Stepstone Scraper

stepstone_scraper.get_latest_output_file(directory, job_title)

Retrieve the most recent JSON output file for a given job title in the specified directory.

This function lists all JSON files in the directory that start with the job title and selects the most recently created one.

Parameters:
  • directory – The directory to search for JSON files.

  • job_title – The job title used to filter the files.

Returns:

The path to the most recent JSON file, or None if no files are found.

stepstone_scraper.run_spiders(job_title, db)

Run Scrapy spiders to scrape job listings from Stepstone and save the data to MongoDB.

This function sets up and runs two Scrapy spiders: one to collect job links and another to scrape detailed job information. It manages the output files and ensures the scraped data is saved to the appropriate MongoDB collection.

Parameters:
  • job_title – The job title to search for on Stepstone.

  • db – A MongoDB database instance to store the scraped data.

the project_path is defined as follows for the Docker configuration: ‘/app/stepstonesearch’, in the case of local execution this must be adapted accordingly (localpath/stepstonesearch)

stepstone_scraper.save_to_mongo(json_file, job_title, db)

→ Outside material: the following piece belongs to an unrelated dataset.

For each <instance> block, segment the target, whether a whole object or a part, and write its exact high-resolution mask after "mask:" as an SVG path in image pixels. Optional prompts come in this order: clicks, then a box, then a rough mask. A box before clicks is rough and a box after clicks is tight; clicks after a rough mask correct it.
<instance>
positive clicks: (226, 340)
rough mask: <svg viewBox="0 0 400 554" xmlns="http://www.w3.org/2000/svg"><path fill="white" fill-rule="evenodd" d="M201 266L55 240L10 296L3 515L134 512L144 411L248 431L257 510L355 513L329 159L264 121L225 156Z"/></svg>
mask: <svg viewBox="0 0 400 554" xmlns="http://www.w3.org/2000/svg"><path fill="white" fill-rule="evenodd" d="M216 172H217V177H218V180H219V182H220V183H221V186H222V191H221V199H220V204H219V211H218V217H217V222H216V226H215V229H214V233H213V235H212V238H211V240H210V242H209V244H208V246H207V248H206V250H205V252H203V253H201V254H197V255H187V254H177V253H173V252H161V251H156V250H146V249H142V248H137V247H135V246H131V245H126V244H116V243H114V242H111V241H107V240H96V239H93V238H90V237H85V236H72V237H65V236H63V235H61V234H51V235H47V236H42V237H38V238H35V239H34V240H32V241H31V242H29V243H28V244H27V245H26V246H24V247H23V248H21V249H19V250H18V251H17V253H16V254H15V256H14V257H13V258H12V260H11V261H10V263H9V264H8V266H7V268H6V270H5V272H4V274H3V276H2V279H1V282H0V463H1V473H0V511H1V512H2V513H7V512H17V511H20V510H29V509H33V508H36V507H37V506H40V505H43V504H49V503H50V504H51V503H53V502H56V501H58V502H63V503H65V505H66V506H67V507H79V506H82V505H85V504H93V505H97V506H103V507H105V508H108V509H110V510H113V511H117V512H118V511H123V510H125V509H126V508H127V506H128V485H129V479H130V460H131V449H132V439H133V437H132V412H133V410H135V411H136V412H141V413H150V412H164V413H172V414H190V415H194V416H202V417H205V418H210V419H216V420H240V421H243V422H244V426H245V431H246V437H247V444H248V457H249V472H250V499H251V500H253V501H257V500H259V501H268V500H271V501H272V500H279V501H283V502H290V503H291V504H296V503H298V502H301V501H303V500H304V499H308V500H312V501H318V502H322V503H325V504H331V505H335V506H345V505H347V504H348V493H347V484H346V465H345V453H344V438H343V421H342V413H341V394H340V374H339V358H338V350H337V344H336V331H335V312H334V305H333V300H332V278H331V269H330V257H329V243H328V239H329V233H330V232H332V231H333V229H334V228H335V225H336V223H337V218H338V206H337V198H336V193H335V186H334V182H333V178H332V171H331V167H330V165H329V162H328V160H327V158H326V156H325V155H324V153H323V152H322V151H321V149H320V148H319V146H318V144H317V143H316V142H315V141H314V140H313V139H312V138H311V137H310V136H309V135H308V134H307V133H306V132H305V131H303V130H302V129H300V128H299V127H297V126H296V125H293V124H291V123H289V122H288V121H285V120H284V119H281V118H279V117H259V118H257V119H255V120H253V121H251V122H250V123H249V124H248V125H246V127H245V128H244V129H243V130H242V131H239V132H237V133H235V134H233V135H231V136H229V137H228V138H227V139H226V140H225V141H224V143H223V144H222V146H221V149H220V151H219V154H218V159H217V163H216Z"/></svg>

Save the scraped job data from a JSON file to a MongoDB collection.

This function reads the JSON file produced by the Scrapy spider, processes the data, and inserts or updates the records in the specified MongoDB collection. It handles both single job entries and lists of jobs.

Parameters:
  • json_file – The path to the JSON file containing the scraped job data.

  • job_title – The job title used to determine the MongoDB collection name.

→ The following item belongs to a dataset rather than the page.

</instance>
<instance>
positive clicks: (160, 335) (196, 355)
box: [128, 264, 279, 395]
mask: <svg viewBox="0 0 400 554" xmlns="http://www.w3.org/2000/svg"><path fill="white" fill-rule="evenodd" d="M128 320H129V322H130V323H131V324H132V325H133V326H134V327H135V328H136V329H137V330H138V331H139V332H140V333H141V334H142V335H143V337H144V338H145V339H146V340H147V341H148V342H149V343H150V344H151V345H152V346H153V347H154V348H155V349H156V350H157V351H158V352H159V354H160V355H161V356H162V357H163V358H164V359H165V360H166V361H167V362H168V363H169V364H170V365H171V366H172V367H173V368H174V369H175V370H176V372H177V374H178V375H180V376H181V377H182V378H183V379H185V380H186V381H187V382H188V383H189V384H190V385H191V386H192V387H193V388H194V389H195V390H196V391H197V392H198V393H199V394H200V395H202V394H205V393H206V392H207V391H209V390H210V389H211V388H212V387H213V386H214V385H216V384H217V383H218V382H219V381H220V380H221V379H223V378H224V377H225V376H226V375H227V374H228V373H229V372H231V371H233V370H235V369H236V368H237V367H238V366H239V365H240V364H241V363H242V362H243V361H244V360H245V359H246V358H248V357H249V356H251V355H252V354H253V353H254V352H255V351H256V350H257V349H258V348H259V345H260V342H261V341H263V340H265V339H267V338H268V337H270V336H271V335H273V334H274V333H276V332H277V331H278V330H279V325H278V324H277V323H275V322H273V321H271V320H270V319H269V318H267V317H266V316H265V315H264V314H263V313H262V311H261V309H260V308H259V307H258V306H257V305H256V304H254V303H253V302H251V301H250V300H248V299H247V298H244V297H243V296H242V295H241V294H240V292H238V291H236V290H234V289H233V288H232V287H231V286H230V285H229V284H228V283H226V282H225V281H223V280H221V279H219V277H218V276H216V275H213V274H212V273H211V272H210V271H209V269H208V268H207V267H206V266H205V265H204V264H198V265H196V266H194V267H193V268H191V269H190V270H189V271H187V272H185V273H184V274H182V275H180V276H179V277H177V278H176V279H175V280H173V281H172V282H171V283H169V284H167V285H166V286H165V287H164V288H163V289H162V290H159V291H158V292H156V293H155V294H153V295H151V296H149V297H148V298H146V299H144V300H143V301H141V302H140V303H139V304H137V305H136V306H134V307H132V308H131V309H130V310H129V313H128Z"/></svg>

  • db – A MongoDB database instance to store the data.

stepstone_scraper.wait_for_file(json_file, timeout=30)

Wait for a specified file to be created within a given timeout period.

This function is used to wait for the output file generated by a Scrapy spider. It checks periodically if the file exists and returns once the file is found or the timeout is reached.

Parameters:
  • json_file – The path to the file to wait for.

  • timeout – The maximum time to wait in seconds (default is 30 seconds).

Returns:

True if the file is found within the timeout, False otherwise.